Önceki gün CNN’de Akif Beki’nin programını izliyorum. Bir tarafta AKP Milletvekili Şamil Tayyar var. Öbür tarafta ise CHP’nin hukukçu savcılık yapmış Millevtvekili Ali Özgündüz. Konuşmaları izliyorsunuz isyan etmemek için bir neden yok. Şamil Tayyar’ın konuşması baştan sona atmasyon, bir o kadar da kışkırtıcı. Sıkıştıkça Özgündüz’ün hukukçu olup olmadığını, hukuk fakültesini bitirip bitirmediğini soruyor. Bu yolla da Ali Özgündüz’ün sinirlerini bozup tartışmayı ana ekseninden başka yöne çekiyor. Özgündüz’se zaman zaman Şamil Tayyar’a hakettiği dilden yanıt vermeye kalksa da toparlanıp yine tartışmanın odağına çekmek istiyor Şamil Tayyar’ı.
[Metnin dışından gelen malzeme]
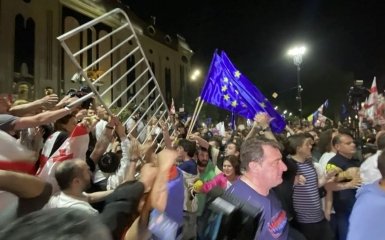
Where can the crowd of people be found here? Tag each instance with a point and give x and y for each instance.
(79, 173)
13 yıldır bu ülkeyi ne hale getirdikleri ortadayken, Şamil Tayyar sokak ağzı bir üslupla 17-25 Aralık operasyonunu AKP’ye kurulmuş bir kumpas olarak değerlendiriyor. 4 Bakanın Yüce Divan’a gönderilmemesi için 9 AKP’linin tutumunu olumlamakla kalmıyor, sanki bu komisyon bakanları aklamış da suçsuz bulmuş gibi görüşler ileri sürerek kendince yaşananlara yorumlar getirmeye çalışıyor. Ali Özgündüz’se 25 yıl savcılık yapmış biri olduğu için konuyu yasalar çerçevesinde ele alıp AKP’lilerin ipliğini pazara çıkarmaya çalışıyor. Çünkü Özgündüz, öyle AKP iktidarının baskısıyla takipsizlik kararı verecek kadar hukuku hepten terketmiş iktidarın savcılarına hiç mi hiç benzemiyor.

4 Bakan’la ilgili TBMM’nin komisyonunun konu ile ilgili meclise sunduğu dosyayı görüşmek ve Yüce Divan’a gönderilip gönderilmeyeceği yönünde bir karar verip dosyayı TBMM’ye sunma görevi var. TBMM’nin görevi yargılamak olmadığına göre 4 bakanın aklanması ve suçluluğu konusunda karar vermesi gereken merci Yüce Divan’dır. Yani TBMM Yüce Divan’a gönderilmemeleri dorultusunda bir karar vermiş bile olsa 4 bakan aklanmış olmayacaktır. AKP biliyor ki, 4 bakan Yüce Divan’a gönderildiğinde olay 4 bakanla sınırlı kalmayacak, ipin ucu Recep Tayyip Erdoğan’a kadar uzanacaktır. Asıl dağları bekleyen korkunun nedeni budur.

İşin daha da garip yanı Komisyon Başkanı AKP’li Kastamonu Milletvekili Hakkı Köylü’nün ses kayıtları ile ilgili tapeleri sildirmeye kalkmasıdır. Diyelim ki sildirdi, durum değişecek midir? 15 yıl süre ile konu yeniden yargı önüne getirileceğine göre, Hakkı Köylü’nün bu girişiminin hiç ama hiçbir önemi yoktur. Sanıyoruz ki, AKP’liler 15 yıl daha iktidarda kalacaklarını düşünüyor olmalılar. Bu da olası olmadığına göre; yolsuzluğa bulaşmış olan AKP’liler mutlaka yargı önüne çıkacaklardır.

Telefon konuşmalarına gelince; insanlarının yakınlarından biriyle konuşması birinden birinin telefonu dinleniyor kendisi izleniyorsa, telefon konuşmaları suç olacak bir durum olmadığı sürece sorun yoktur. Eğer konuşulan kişi de suçun içindeyse konuşmalardan bu ortaya çıkmışsa o andan itibaren o kişinin de telefonu dinlenir, izlemeye alınabilir. Bu durumda kayıtların silinmesinin olanağı yoktur.

Bakanların çocuklarıyla konuşmaları bu içeriktedir. Bugün hakkında herhangi bir işlem yapılması söz konusu olmasa da Recep Tayyip Erdoğan’ın durumu da budur. Çünkü oğlu Bilal’le konuşmasında paraların sıfırlanması talimatını veren ve de kızı Sümeyye’yi bizzat İstanbul’a gönderen Recep Tayyip Erdoğan’dır. AKP’liler büyük bir yolsuzluk batağında debelenip durmaktadırlar. Bu yüzden de her suçun üstünü kapatmaya çalışmaları boşuna değildir.

Sonuç olarak; AKP’ye daha Şamil Tayyar gibi çok insan gerekli.

AKP’de ne kadar Şamil Tayyarlar olursa bu partinin o kadar güme gitmesi olasıdır.

Zaten AKP’nin 13 yıldır yaptığı yolsuzlukları milyon Binali Yıldırım, milyon Şamir Tayyar olsa kapatamaz.